Raízes da violência

Era o título de uma charge, publicada no jornal Folha de S.Paulo, na edição de 11/1/2007. O seu autor Angeli mostrava um retrato sem retoque da realidade brasileira. Na sua genial criação, aparece um casal de milionários no amplo jardim da sua mansão, contemplando com admiração uma grande e centenária árvore que ocupava enorme espaço.

O diálogo é curto e direto:

– Que linda! Você que plantou?

– Não! Meu tataravô.

O chargista na seqüência da sua notável criação mostra que a sólida e bem adubada árvore têm uma raiz profunda e é alimentada e fertilizada pela concentração de renda, desigualdade social, salários baixos, miséria, desemprego, corrupção e intolerância. É uma aula magna de sociologia e economia, com objetividade e inteligência, ausentes hoje no debate nacional, quando se fala ou se teoriza sobre a violência urbana.

Em uma simples charge, Angeli retratou as raízes históricas, ao longo de gerações do Brasil injusto construído em cima de uma realidade de insensibilidade social que penetrou forte e fundo na vida cotidiana da elite nacional. O preço que está sendo cobrado no presente, sobremaneira, nos grandes núcleos urbanos, é de uma violência que remete a uma quase guerra civil não declarada. O medo passou a freqüentar o dia-a-dia de enormes parcelas da população brasileira.

A marginalidade social é matriz dessa violência que, em cidades como Rio de Janeiro e São Paulo, fazem do pânico diário um inferno na vida dos seus habitantes. E que vem se alastrando por todo o País. Imaginar que a sua erradicação será possível apenas pela repressão do Estado, pelo seu poder de polícia, é um sonho de uma noite de verão. As causas são mais profundas e têm um enraizamento que precisa ser atacado na sua origem. Não existe alternativa no curto prazo. Somente com políticas públicas de médio e longo prazo, onde a educação, a saúde, o emprego, a habitação, vale dizer, a dignidade do ser humano se transforme numa prioridade para toda a sociedade, essa realidade injusta começará a ser mudada.
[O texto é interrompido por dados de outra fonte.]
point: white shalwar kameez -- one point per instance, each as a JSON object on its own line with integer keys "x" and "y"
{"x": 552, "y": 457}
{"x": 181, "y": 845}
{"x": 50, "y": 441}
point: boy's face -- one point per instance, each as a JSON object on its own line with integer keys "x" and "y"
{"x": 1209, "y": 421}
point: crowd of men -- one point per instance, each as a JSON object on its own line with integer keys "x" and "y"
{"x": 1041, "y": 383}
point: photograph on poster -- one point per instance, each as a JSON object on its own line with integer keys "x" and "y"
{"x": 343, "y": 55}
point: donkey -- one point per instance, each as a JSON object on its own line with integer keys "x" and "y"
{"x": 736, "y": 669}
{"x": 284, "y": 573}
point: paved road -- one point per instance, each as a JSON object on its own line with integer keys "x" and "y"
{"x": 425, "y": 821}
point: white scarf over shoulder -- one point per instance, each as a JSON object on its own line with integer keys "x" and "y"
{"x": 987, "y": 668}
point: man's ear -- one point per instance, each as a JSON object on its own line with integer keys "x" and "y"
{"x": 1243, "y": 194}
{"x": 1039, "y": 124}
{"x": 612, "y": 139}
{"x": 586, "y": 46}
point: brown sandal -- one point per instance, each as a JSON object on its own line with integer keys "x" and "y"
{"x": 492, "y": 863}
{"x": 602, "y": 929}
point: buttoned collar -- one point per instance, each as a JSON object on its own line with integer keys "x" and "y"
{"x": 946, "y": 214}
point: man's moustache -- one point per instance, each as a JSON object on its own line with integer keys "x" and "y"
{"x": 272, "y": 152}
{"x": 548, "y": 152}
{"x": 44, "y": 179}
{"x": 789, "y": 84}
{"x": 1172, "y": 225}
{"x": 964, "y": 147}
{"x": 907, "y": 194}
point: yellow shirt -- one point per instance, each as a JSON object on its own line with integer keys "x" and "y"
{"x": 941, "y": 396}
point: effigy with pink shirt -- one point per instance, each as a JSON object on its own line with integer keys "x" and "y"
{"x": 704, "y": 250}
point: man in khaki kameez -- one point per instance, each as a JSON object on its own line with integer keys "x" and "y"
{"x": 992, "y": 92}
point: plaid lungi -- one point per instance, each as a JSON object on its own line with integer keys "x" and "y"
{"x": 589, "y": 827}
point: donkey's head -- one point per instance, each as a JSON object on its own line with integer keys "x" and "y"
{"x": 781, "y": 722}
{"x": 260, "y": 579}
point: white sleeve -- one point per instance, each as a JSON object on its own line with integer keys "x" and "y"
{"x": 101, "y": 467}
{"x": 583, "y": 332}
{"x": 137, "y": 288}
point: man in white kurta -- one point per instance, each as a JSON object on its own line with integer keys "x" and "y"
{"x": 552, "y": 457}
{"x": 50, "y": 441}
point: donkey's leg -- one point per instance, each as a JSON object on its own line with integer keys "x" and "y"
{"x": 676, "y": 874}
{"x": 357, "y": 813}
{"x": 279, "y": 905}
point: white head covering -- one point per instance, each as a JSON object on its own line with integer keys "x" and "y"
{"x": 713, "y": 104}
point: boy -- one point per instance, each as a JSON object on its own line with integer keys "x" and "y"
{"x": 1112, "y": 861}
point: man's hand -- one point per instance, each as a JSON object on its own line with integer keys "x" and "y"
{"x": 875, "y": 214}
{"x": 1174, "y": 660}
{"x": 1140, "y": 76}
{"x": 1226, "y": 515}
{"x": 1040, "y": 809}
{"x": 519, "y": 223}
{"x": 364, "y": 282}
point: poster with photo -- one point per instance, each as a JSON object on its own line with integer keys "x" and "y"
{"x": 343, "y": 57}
O neopopulismo que emerge no Brasil e na América Latina tem sua matriz alimentadora no desespero social das camadas populares marginalizadas ao longo de gerações. Nas disputas políticas eleitorais, emergem os ?pais dos pobres? com soluções assistencialistas mágicas, para um problema que é grave e sério. Oferecem uma terapia de choque perenizando a miséria. Ao invés de dar o anzol que ensinará a pescar, oferecem o peixe.

A charge do Angeli remeteu-me a uma lembrança de um fato ocorrido na Venezuela, há alguns anos. Em Caracas, convidado para jantar na residência de um empresário do ramo petrolífero, a certa altura o anfitrião declara que os alimentos que degustávamos foram todos comprados naquela manhã em Miami. Mandara o seu jatinho na madrugada aos EUA, para transportar aquelas iguarias.

O deslumbramento daquele novo rico, integrante da elite caraquenha, era um padrão de comportamento absolutamente normal. Ao longo de décadas, os governos de Rafael Caldera, da Democracia Cristã, e Carlos Andrés Peres, da Social Democracia, mesmo com a colossal riqueza gerada pelo petróleo, agravaram a questão social e não modernizaram o país. Deu no que deu: o neopopulismo militarista e autoritário de Hugo Chávez.

A marca registrada do neopopulismo latino-americano e brasileiro é expressado no governante que exerce o poder através de uma relação direta entre ele e a massa popular, dispensando qualquer intermediação partidária ou até institucional. Sempre numa visão autoritária. No passado, predominavam entre os populistas tradicionais uma visão ideológica de direita. No presente, os neopopulistas vestem uma roupagem ideológica dita de esquerda, sem conteúdo.

O jogo pendular ideológico, no passado e no presente, é apenas componente adjetivo do cenário do poder. Não se busca implantar reformas e projetos de desenvolvimento econômico e social, que se reflita na integração das populações marginalizadas. Enquanto isso, o mundo continua girando, e a lusitana rodando. E as árvores plantadas pelo tataravô permanecem intocadas e sendo adubadas na injustiça social.

Hélio Duque é doutor em ciências, área econômica, pela Universidade Estadual Paulista (Unesp). Foi deputado federal (1978-1991). É autor de vários livros sobre a economia brasileira.